Dreams and schemes from ideas tent inspire Bellingen plan
URBAN designer John Mongard has praised the community for suggestions raised in the Bellingen Main Street Study tent of ideas project.
"This was one of the most engaging and positive forums that our firm of landscape architects has been involved with in over 20 years of town place making and this reflects on Bellingen's engaged and educated community," he said.
The tent was open for 40 hours over a period of five days and included think tanks with local school children, resulting in a great snapshot of what walkers and bike riders really need in town.
Over 260 people brainstormed dreams and schemes.
Recurring themes were:
• New safe crossings near the cenotaph and near the post office are a high priority for both young and old - and relocating the central crossing at Church Street to improve safety and reduce congestion is universally agreed.

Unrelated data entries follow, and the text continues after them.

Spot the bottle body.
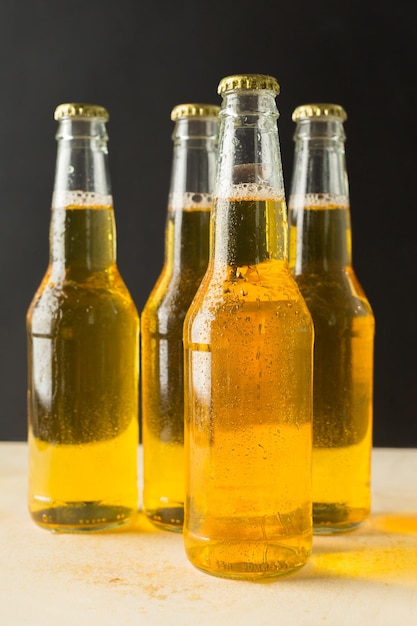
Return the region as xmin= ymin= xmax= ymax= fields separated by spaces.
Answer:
xmin=184 ymin=75 xmax=313 ymax=579
xmin=141 ymin=105 xmax=218 ymax=532
xmin=27 ymin=105 xmax=139 ymax=532
xmin=289 ymin=105 xmax=374 ymax=534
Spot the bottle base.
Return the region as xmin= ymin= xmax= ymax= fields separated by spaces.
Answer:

• A rainbow-coloured crossing was floated by the year 11 students and while not possible on Hyde Street, it may be able to integrate one into the 10km/hr shared zone on Church Street to allow a proper crossing point north to south, creating a distinctive Bello-styled walkway.
• More trees and more colour in the street were popular suggestions and these features could be integrated in traffic calming gardens in many areas that have too much bitumen, notably on Oak and Church Streets, and near the cenotaph.
• The cenotaph is a problem area for pedestrians and what has been labelled 'Bellingen freeform'; a place where vehicle drivers make unusual and interesting vehicle manoeuvres to find car parks and to move through town quickly. Bellingen freeform also applies to walkers, since it is commonly thought that the whole of the main street is a pedestrian crossing, and that people should be able to walk freely.
"If the town was not on a state road, then 'Bellingen freeform' would be safer," John said.
"In fact pedestrian oriented towns throughout the world have this free, slow and shared public space quality.
"Great towns of the world like Sienna and Freiburg feature freeform walkable centres."
Council general manager Liz Jeremy said the project has provided significant opportunities for improvements to the local amenity and safety along Hyde Street through the main commercial precinct of Bellingen CBD.
"Hyde Street is a main street and it needs to be civilised for cars, pedestrians and also bikes," she said.
"Providing a civil and people-centred town centre is one of the shared priorities for Bellingen residents and one of the emerging goals of the main street masterplan."
It's expected the draft concept plan will be finalised by the end of June and submitted to council shortly after.
A community Q&A forum will be held when the document is placed on public exhibition and before council adopts a final plan and progresses engineering designs in the 2015-16 financial year.